New study shows that increasing economic freedom leads to lower poverty rates
In the pre-COVID period, Americans saw large gains in income and also drops in poverty. This was all thanks to a strong economy that facilitated larger than normal returns across all income groups. And this growth was in part due to factors that characterized this period like deregulation and lower taxes.
This is generally well in accordance with economic theory; lower taxes and less regulation reduce the overall cost of doing business. This makes it more profitable for individuals and businesses to engage in economically productive activities. Therefore individuals become more likely to engage in individual startups and small enterprises. And businesses may make more investments in things like research and innovation, and physical capital. All these activities drive up productivity up and raise incomes.
What the issue of taxes and regulation boils down to is that of economic freedom. Taxes and regulation are generally some of the two factors that are included in the analysis of the umbrella term “economic freedom”. The Heritage Foundation, for instance, defines economic freedom as a “fundamental right of every human to control his or her own labor and property”. And to that, it adds,
In an economically free society, individuals are free to work, produce, consume, and invest in any way they please. In economically free societies, governments allow labor, capital, and goods to move freely, and refrain from coercion or constraint of liberty beyond the extent necessary to protect and maintain liberty itself.
Therefore any factor, including the level of tax and regulatory burden, that makes it unnecessarily harder for individuals to work, produce, consume, or invest in any way they please, that country has little economic freedom.
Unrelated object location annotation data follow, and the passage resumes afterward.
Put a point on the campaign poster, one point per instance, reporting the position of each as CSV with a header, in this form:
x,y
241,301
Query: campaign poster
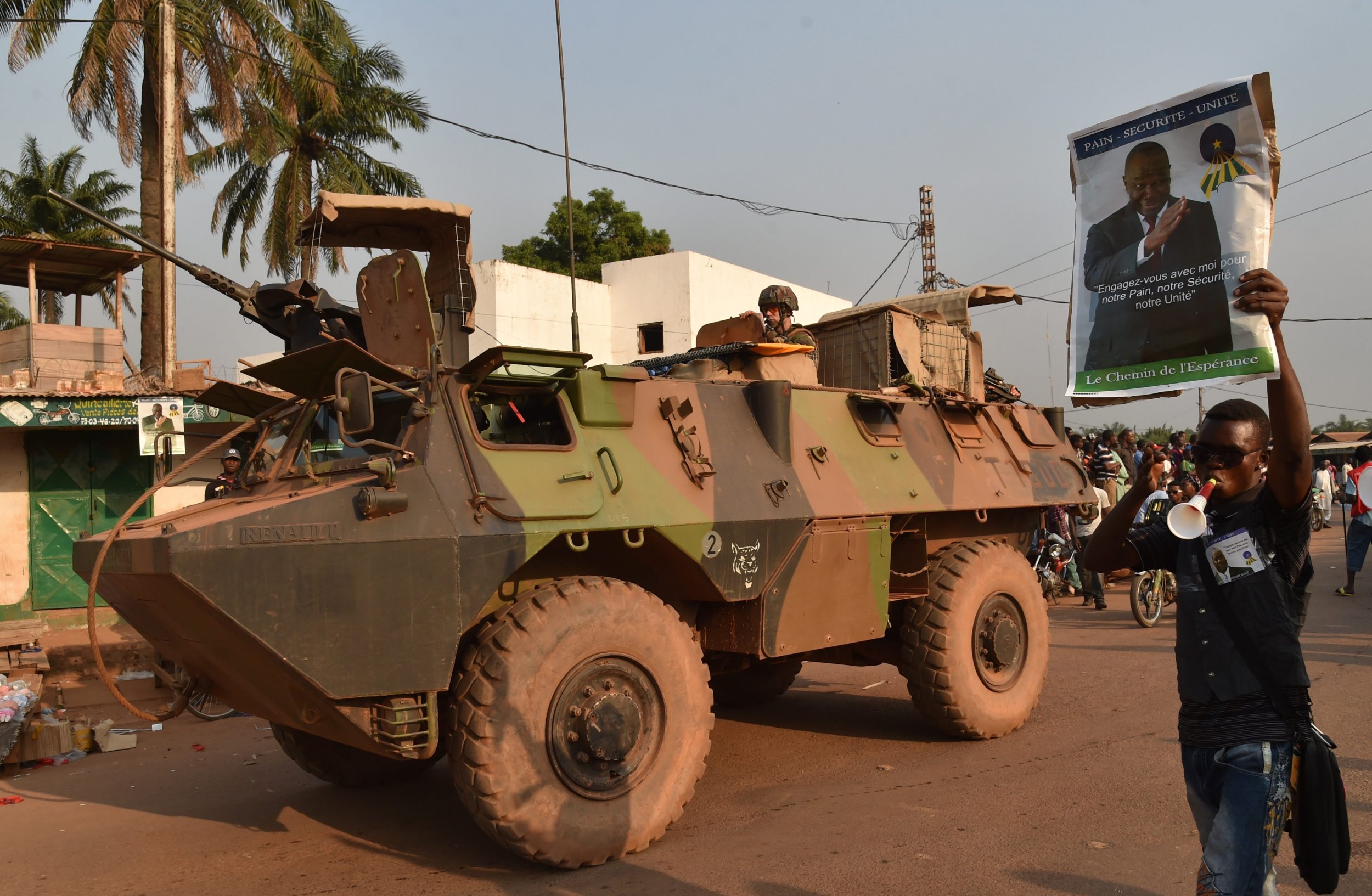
x,y
161,418
1173,204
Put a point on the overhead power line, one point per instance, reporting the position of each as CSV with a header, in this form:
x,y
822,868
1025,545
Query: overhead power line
x,y
1289,185
1055,249
902,229
1327,129
1357,410
904,246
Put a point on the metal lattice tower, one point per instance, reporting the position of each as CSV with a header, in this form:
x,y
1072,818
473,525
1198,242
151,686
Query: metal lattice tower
x,y
926,238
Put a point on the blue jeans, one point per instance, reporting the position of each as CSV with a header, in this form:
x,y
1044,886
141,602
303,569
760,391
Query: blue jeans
x,y
1239,798
1360,536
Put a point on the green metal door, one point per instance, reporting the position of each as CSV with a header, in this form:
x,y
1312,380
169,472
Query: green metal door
x,y
78,482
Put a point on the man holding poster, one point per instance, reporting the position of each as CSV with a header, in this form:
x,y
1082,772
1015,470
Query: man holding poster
x,y
1173,206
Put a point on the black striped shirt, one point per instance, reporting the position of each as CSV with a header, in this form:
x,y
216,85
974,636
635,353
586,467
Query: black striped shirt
x,y
1249,718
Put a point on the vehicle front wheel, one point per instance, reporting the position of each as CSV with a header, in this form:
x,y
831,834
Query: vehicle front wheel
x,y
582,722
975,652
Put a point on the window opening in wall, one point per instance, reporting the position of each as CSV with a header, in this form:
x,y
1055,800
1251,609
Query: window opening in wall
x,y
651,338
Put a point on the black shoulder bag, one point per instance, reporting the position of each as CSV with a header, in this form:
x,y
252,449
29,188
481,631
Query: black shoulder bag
x,y
1319,809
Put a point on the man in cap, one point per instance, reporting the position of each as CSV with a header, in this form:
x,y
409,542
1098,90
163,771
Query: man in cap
x,y
777,305
223,485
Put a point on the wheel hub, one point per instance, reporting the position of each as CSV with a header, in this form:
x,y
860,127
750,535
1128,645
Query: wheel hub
x,y
999,643
605,726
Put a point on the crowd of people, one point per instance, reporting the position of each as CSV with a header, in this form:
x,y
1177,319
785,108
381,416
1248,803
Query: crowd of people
x,y
1112,461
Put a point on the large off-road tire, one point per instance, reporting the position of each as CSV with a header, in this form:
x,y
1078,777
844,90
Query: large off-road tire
x,y
582,722
346,766
754,685
975,652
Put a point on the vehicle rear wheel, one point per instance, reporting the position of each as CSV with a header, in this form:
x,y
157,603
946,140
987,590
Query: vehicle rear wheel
x,y
975,652
582,722
754,685
1146,598
346,766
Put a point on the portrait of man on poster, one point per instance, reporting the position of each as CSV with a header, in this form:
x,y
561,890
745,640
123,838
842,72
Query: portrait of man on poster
x,y
1154,238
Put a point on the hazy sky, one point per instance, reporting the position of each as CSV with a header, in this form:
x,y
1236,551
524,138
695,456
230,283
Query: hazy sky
x,y
844,109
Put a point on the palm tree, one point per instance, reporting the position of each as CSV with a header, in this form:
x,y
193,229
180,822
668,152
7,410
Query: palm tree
x,y
28,210
10,316
316,146
227,50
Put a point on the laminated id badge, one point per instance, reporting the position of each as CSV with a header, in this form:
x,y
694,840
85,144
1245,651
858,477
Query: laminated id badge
x,y
1234,556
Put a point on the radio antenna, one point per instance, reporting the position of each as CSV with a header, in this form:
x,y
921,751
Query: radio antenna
x,y
567,161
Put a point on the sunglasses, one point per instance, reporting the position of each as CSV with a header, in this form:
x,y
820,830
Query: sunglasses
x,y
1224,458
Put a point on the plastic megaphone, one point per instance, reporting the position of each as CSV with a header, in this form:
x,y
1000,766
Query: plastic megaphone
x,y
1187,521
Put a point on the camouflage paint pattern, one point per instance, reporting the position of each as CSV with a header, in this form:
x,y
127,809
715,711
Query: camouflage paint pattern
x,y
302,611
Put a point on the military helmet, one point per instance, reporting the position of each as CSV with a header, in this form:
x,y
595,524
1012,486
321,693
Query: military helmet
x,y
778,295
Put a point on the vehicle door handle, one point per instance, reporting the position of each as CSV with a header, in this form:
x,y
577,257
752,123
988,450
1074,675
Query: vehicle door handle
x,y
619,480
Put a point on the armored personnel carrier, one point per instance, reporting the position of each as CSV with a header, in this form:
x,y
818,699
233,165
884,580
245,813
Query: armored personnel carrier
x,y
549,571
And the opposite is true.
Economic Freedom and Poverty
A lot of studies exist showing a positive relationship between economic growth and the level of economic freedom. And just recently a study by Colin Doran and Thomas Stratmann has come out bearing witness to this same theme. The study, which quantifies the relationship between poverty and economic freedom finds that increasing levels of freedom are associated with lower levels of poverty. The results of the study are described below;
Over the span of 20 years (1995-2015), Doran and Stratmann measured the correlation between components of the Heritage Foundation’s Index of Economic Freedom as applied to three different income thresholds; $1.90 a day, $3.20 a day, and $5.50 a day (at 2011 purchasing power parity). To test the theory that increasing economic freedom in a country leads to lower poverty rates worldwide, the experiment’s data is drawn from 151 countries and over 1,000 observations.
By studying how involved each government is in the economic marketplace, Doran and Stratmann concluded that a country’s market, public policy, integrity, and regulatory efficiency can help bring down poverty rates. For example, public policy that is associated with increasing the country’s integrity or government transparency, i.e. policy that reduces corruption and political bribery, correlate with lower poverty rates. According to their research, “a 10% increase in a country’s government integrity score is correlated with a 0.8% to 1.6% reduction in poverty rate depending on the poverty threshold used” (The Relationship between Economic Freedom and Poverty Rates: Cross Country Evidence).
Policies that lead to more freedom in the market also show a statistical negative correlation with poverty. Thus, “lower non-tariff barriers and lower tariff rates” lead to lower poverty levels in all three income thresholds. Furthermore, reductions in certain government controls of the financial industry are associated with lower poverty rates because banks are more free to extend credit and accept deposits (The Relationship Between Economic Freedom and Poverty Rates: Cross Country Evidence).
The positive relationship between economic freedom and economic growth is largely established by ample evidence. However, research also suggests that crises present opportunities for governments to expand their reach, socially and economically, and stay that way. The coronavirus pandemic has certainly presented that opportunity.
Therefore, at a critical time like this, it is important to champion freedom in all its forms. As evidence continues to show, people when left to their own devices will do more to develop better themselves, than can be achieved by government action. And this is an especially important time to remember that.